Marché de Coulommiers

Huile : 73 x 54

La fenêtre du petit appartement donnait sur la rue du marché, alors les jours de marché, on voyait le marché. On était bien perché là-haut tous les deux, Juliette et moi. C’était décidé, je n’irai plus avec les copains au café.
Après deux mois d’amour, d’eau fraîche et de petits plats, Juliette s’était mise à passer pas mal de temps à la fenêtre et surtout les jours de marché, je m’interrogeais. Je la savais gourmande, alors pour la garder, sur le marché je suis allé. J’ai erré d’étal en étal, pris conseil, soupesé, senti, j’ai potassé, et instruit et inspiré j’ai cuisiné. Assez doué, j’en ai usé, imaginé, j’ai tenté de l’épater.
Tout l’hiver je l’ai gâté, elle a goûté, aimé, apprécié ou critiqué, critiqué. Elle était mon palais, le palais de notre modeste demeure. Je devançais ses envies, je guettais ses soupirs.
Je la réveillais dans les éclaboussures de chocolats mousseux et brûlants, elle s’étirait et bâillait devant des palettes de confitures et de marmelades colorées. Je la couchais sur des crèmes onctueuses, sur des lits de miels délicats. Elle devait se relever pour donner son avis sur un assaisonnement ou sur une sauce elle-même relevée.
Elle bougonnait mais semblait bien profiter…

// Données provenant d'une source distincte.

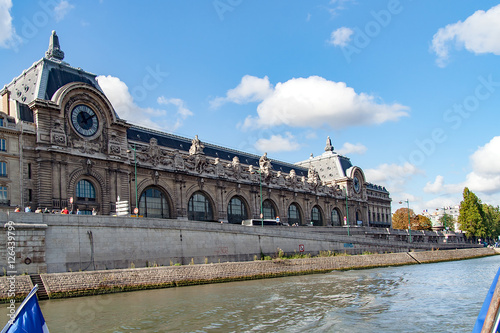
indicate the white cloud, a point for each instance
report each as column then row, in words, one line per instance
column 341, row 37
column 484, row 177
column 311, row 102
column 250, row 89
column 349, row 148
column 121, row 99
column 392, row 176
column 277, row 143
column 8, row 36
column 479, row 33
column 62, row 9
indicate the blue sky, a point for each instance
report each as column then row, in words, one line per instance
column 409, row 90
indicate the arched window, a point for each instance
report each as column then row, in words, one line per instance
column 236, row 211
column 200, row 208
column 268, row 210
column 294, row 215
column 316, row 217
column 85, row 191
column 3, row 169
column 153, row 203
column 335, row 217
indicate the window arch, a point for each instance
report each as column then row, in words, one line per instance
column 336, row 217
column 316, row 217
column 154, row 203
column 200, row 208
column 85, row 191
column 294, row 214
column 236, row 210
column 268, row 210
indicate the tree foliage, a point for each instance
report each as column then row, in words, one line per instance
column 421, row 223
column 471, row 218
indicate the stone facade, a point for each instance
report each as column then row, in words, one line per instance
column 66, row 147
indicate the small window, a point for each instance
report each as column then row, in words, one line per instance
column 3, row 169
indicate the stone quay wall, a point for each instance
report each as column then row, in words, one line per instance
column 71, row 284
column 47, row 243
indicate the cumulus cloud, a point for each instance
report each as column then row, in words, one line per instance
column 349, row 148
column 250, row 89
column 479, row 33
column 310, row 102
column 168, row 119
column 439, row 187
column 8, row 36
column 62, row 9
column 277, row 143
column 392, row 176
column 341, row 37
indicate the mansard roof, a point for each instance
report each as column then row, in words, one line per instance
column 144, row 135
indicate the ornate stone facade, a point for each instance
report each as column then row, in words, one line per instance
column 74, row 151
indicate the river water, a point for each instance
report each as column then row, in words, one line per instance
column 441, row 297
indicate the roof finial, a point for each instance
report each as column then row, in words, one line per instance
column 54, row 50
column 329, row 146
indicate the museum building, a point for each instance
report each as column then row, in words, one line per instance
column 63, row 145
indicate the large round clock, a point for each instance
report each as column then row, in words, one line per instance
column 84, row 120
column 357, row 185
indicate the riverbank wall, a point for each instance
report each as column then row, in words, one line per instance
column 47, row 243
column 60, row 285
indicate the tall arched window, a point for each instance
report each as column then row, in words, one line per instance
column 154, row 203
column 200, row 208
column 294, row 215
column 268, row 210
column 236, row 211
column 335, row 217
column 316, row 217
column 85, row 191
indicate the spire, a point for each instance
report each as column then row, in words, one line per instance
column 329, row 146
column 54, row 50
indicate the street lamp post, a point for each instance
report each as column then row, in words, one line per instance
column 261, row 210
column 409, row 222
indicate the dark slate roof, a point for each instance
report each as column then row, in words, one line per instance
column 141, row 134
column 345, row 163
column 376, row 188
column 24, row 112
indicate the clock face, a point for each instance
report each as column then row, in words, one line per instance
column 84, row 120
column 357, row 185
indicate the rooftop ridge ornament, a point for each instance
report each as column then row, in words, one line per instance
column 329, row 146
column 54, row 51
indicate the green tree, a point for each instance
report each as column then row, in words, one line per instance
column 471, row 218
column 492, row 220
column 400, row 218
column 421, row 222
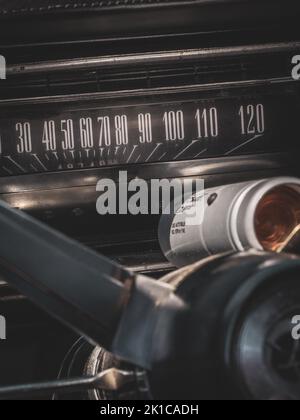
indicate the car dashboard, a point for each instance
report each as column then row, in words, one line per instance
column 157, row 90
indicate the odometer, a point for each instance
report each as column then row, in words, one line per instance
column 60, row 137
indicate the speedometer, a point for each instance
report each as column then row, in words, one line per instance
column 191, row 125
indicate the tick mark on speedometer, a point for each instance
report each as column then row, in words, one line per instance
column 186, row 149
column 201, row 153
column 40, row 162
column 152, row 153
column 131, row 154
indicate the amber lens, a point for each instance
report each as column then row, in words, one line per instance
column 277, row 215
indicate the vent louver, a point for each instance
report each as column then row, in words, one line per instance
column 147, row 72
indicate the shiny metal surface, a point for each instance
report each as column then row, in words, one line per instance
column 152, row 58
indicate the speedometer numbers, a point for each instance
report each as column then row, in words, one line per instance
column 91, row 138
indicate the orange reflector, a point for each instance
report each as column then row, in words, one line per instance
column 276, row 217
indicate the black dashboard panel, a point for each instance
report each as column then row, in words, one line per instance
column 47, row 21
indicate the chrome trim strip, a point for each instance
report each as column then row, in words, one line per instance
column 149, row 58
column 142, row 92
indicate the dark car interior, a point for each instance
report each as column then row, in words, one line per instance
column 142, row 306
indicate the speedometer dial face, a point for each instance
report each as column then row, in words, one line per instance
column 48, row 139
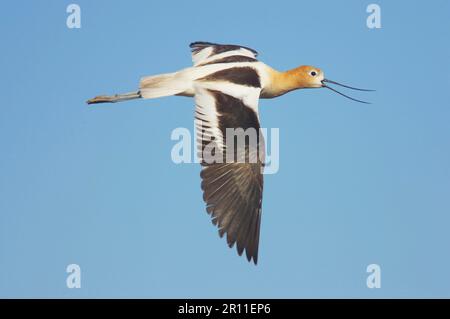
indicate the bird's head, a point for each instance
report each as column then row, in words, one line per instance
column 310, row 77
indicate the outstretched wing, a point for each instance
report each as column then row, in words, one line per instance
column 232, row 180
column 206, row 52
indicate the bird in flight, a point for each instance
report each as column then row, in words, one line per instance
column 226, row 82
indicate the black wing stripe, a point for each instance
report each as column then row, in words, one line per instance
column 247, row 76
column 233, row 191
column 231, row 59
column 218, row 48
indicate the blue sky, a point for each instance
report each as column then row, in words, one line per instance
column 358, row 184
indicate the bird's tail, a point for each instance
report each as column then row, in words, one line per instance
column 115, row 98
column 163, row 85
column 150, row 87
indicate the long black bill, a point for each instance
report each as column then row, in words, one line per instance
column 346, row 86
column 348, row 97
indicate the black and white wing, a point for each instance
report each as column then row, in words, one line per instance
column 204, row 53
column 232, row 180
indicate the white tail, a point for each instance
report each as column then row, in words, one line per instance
column 150, row 87
column 162, row 85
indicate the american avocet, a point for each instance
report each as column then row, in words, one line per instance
column 226, row 82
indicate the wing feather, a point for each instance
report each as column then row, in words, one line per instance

La valise m’avertit. Posée dans l’entrée elle attendait, gonflée de son arrogance.
Surgissant, fougueuse et bien nourrie, Juliette la saisit, me dit adieu, et m’expliqua que Jules le boucher, avait la viande la plus tendre, si je voyais ce qu’elle voulait dire. Je ne compris pas vraiment, puis compris tout à fait et la regardais par la fenêtre s’éloigner, de sa démarche arrondie, vers la macreuse, la poitrine, la bavette et les rognons.
Le temps a passé, deux mois je crois, mars et avril sûrement. Je suis retourné au café mais les copains s’étaient tirés. Mince, Jules le boucher ! Trois verres après, il s’est confié.

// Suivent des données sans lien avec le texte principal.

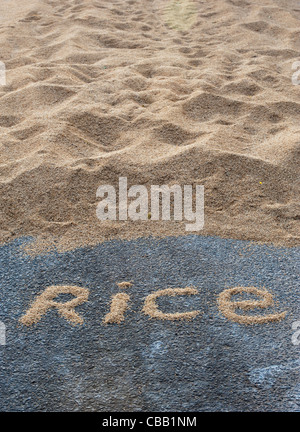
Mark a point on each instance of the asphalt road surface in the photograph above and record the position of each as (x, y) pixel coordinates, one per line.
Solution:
(142, 364)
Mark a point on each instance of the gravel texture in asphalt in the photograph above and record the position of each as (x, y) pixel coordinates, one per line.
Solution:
(142, 364)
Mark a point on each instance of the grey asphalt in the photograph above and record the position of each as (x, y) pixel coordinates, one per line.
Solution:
(143, 364)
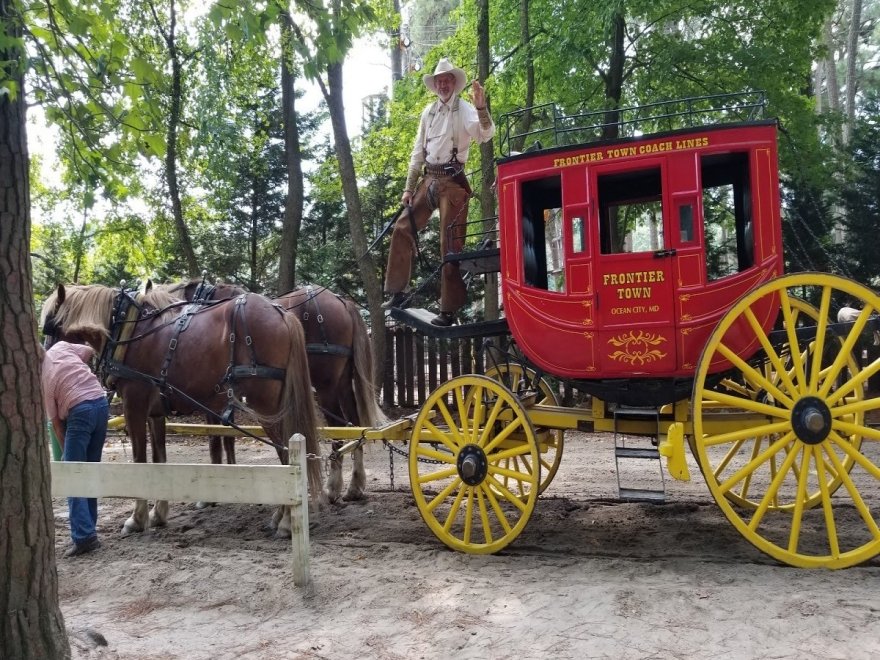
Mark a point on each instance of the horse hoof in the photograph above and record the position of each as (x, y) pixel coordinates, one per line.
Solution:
(130, 528)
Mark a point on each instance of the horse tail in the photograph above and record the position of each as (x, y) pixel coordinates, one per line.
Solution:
(299, 405)
(369, 412)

Il me dit comment Juliette lui parlait de moi, de mes bons petits plats : de mes omelettes incroyables, de mes gratins incomparables, de mes paupiettes irréprochables, de mes quiches, de mes tartes, de leur croustillant qui la troublait, de mes soufflés qui s’envolaient, de mes marinières qui naviguaient, de mes feuilletés, de mes papillotes et de leur odorant strip-tease, et puis encore …
Alors lui, Jules le boucher il a essayé de lutter et s’est appliqué à cuisiner. Il y a mis tout son amour et beaucoup d’énergie, il lui a montré ses plus beaux morceaux.
Elle comparait avec moi et se moquait.
Le soir après leur dîner et leurs ébats, elle s’épanchait, se souvenait de mon tour de main. Il se relevait noter, pour ne rien oublier.
Il a acheté trois cahiers, en a rempli deux, écrit bien serré, et cuisiné, cuisiné.
Elle se moquait.
Et le dernier cahier, il ne l’a pas entamé car hier dans l’entrée, la valise attendait, gonflée de son arrogance. Juliette aussi avait gonflé.
Il l’a suppliée, s’est agenouillé, lui a ouvert son four et montré le tendre rôti qui s’y chauffait dans un jus frémissant d’épices rares et mystérieuses.
Insensible, elle lui expliqua, et là, sans se moquer, qu’un jeune restaurateur venait de s’installer, à portée, et que son jarret était irrésistible, s’il voyait ce qu’elle voulait dire.
Jules et moi on a parlé, longtemps, sa voix est chaude et captivante. On n’est pas pressé, on est bien là tous les deux. Il veut me montrer sa jolie cuisine, c’est tout à côté, rue du marché.